When Minnie's mother tried to explain it to Minnie and Dylan, she only confused them more. "Your dad got punished for doing the right thing," she said. Their father didn't want to talk about it.
When Minnie asked her mother why grownups got away with not talking about stuff when kids always had to, her mother said she didn't feel like talking about it.
And she wasn't even kidding!
"I hope Miss Marks is nice," said Minnie wistfully. She had always liked language arts. After art—which was ruined now because of the self-portrait thing—language arts had been her favorite subject. "I hope she's pretty."
Her uncle gave her a warning look. "Minnie ..."
Minnie grinned. "Don't worry, I won't try to fix you up."
"Again," said her uncle. "You won't try to fix me up again."
"I know, I know." She sighed. "It didn't work out last time."
He gave her nose a poke. "You tricked me."
Well, it was true, sort of. It was true that Minnie had talked her uncle into coming upstairs for dinner, which he almost never did. And it was true that she had talked her mother into inviting Beth Keller, who lived with Tuffy the terrier next door.
But it wasn't true that she had played a mean trick. Minnie had meant to do a good thing for her uncle and for Miss Keller, who hadn't had a date, she'd said, in seven years.
All through the dinner, her uncle hadn't said one word, while Miss Keller went on and on about updating her bedroom to make it more inviting.
Minnie's uncle wouldn't speak to Minnie for two whole days, which was awful.
Just then the basement door opened and her father's voice boomed. "Minnie?

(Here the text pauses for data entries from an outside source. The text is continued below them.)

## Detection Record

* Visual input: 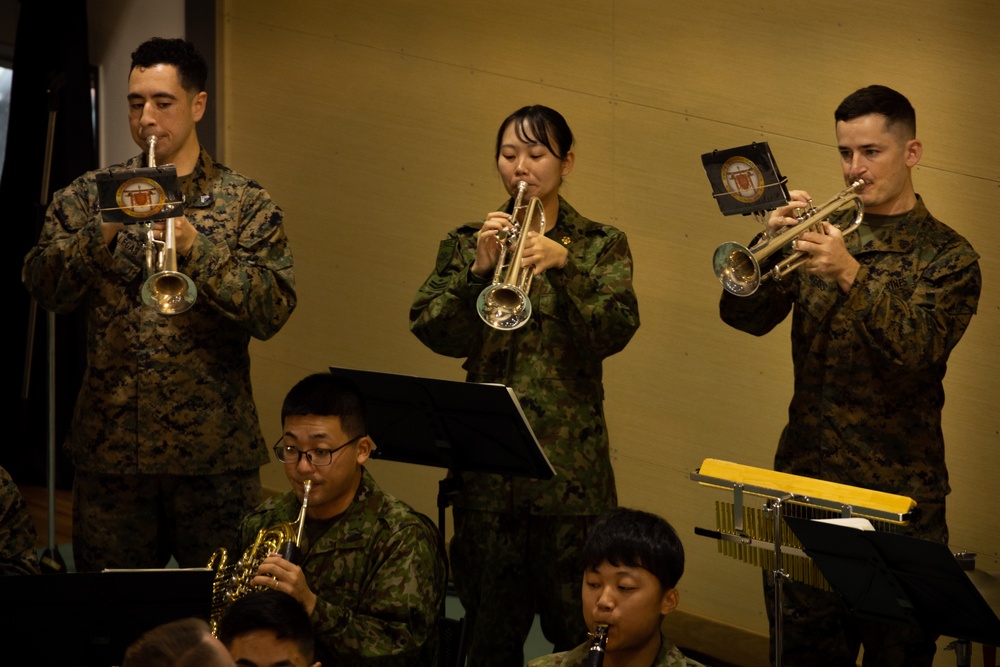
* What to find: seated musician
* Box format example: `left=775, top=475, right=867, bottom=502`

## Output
left=219, top=590, right=320, bottom=667
left=235, top=373, right=445, bottom=665
left=528, top=507, right=701, bottom=667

You down there?"
"Where's your brother?"
"I don't know."
"Come up here and do your homework."
The door shut with a solid sound.
Minnie sighed. "I've gotta go." Halfway up the steps, she turned around. She knew what her uncle would say, but she had to ask anyway. "We're having pizza for dinner. Are you coming up?"
"Not tonight," he said.
"Okay. I'll bring you some."
Her uncle frowned. "You don't have to wait on me, Minnie."

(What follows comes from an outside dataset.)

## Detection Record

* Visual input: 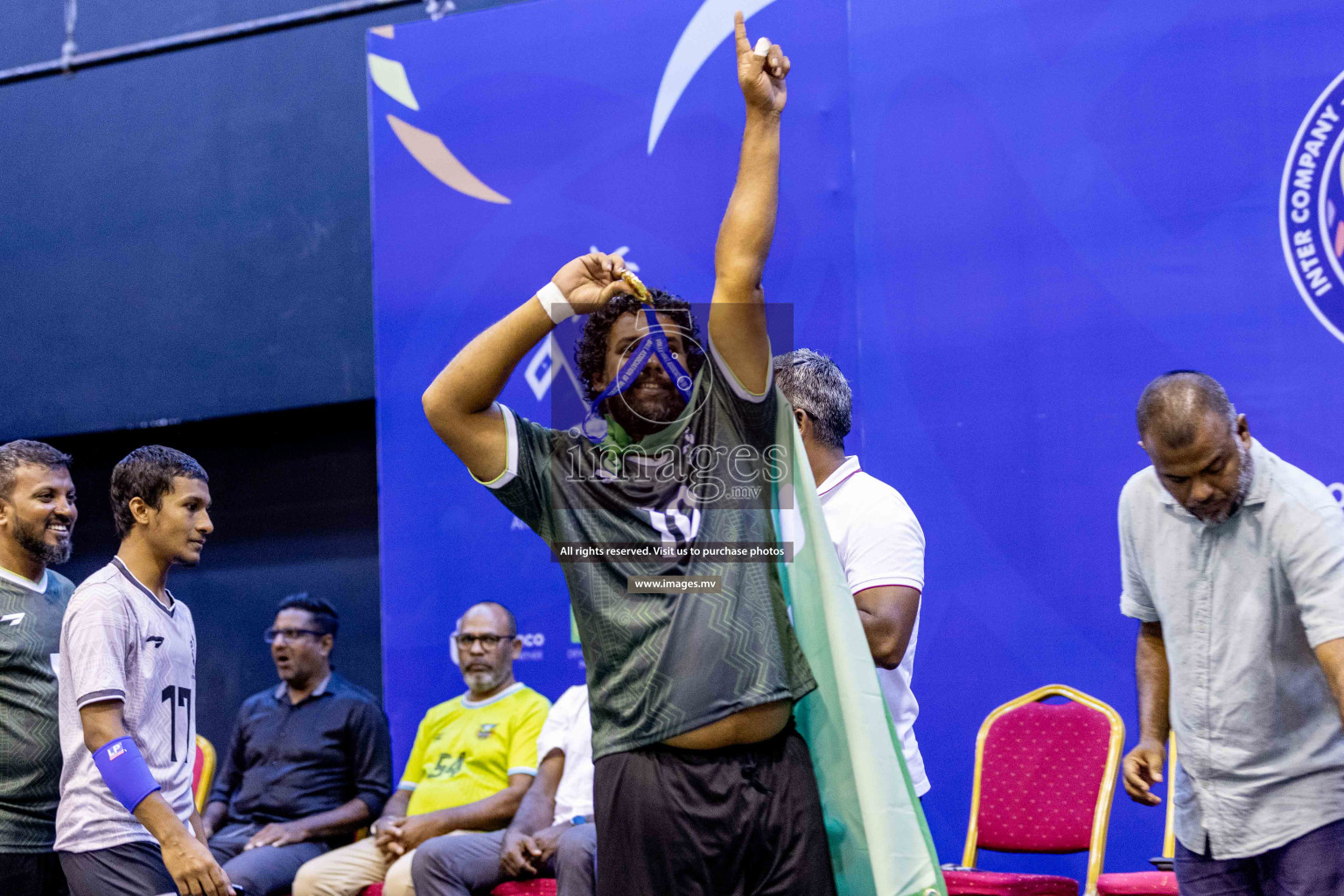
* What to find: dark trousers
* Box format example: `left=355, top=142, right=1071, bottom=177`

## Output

It was true, she didn't have to. But what would he do if she didn't? Starve to death?
No, he wouldn't starve. Minnie had watched him leave the house late one night when reading Speak had kept her awake. Twenty minutes later, he was back. Sitting on the front steps with his fake leg stuck out, he ate something wrapped in yellow paper. When he was finished, he stuffed the paper in his pocket and lit a cigarette.
While Minnie fought to keep her eyes open, he just sat on the steps blowing smoke into a dark, starless sky. Then he got up and wandered off in another direction, his hands stuffed into his pockets and his head down.
* * *
Minnie's father pinned her with one of his looks. "I don't want you hanging around down there all day," he said, pulling loose the knot in his tie.

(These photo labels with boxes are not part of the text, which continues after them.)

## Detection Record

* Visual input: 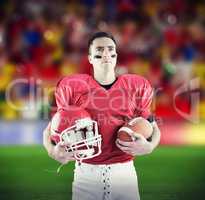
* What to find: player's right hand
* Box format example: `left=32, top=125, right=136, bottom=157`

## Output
left=43, top=124, right=76, bottom=164
left=49, top=142, right=76, bottom=164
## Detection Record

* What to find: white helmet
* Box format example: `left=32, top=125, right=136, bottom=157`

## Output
left=51, top=106, right=102, bottom=162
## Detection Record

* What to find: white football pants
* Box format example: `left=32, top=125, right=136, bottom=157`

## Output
left=72, top=161, right=140, bottom=200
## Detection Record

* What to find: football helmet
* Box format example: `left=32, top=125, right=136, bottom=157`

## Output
left=50, top=106, right=102, bottom=162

Minnie closed the basement door. "I'm not hanging around down there all day," she said. "I just got home from school."
"Did you do your homework?"
"I just got home from school!"
Her father raised his eyebrows. "Excuse me?"
What had gotten into her? She never talked back to her father. Had something come loose fourth period when she'd yelled at the class? "I'm sorry," she said.
"That's better. Where's your brother? He should be home by now." He popped his can of Diet Pepsi, frowning at the brown foam that bubbled over his fingers.
"He's probably at Eric's or Nathan's," said Minnie. Unlike her, Dylan had friends. He made them as smoothly as the deals he made with Minnie and conveniently forgot to keep.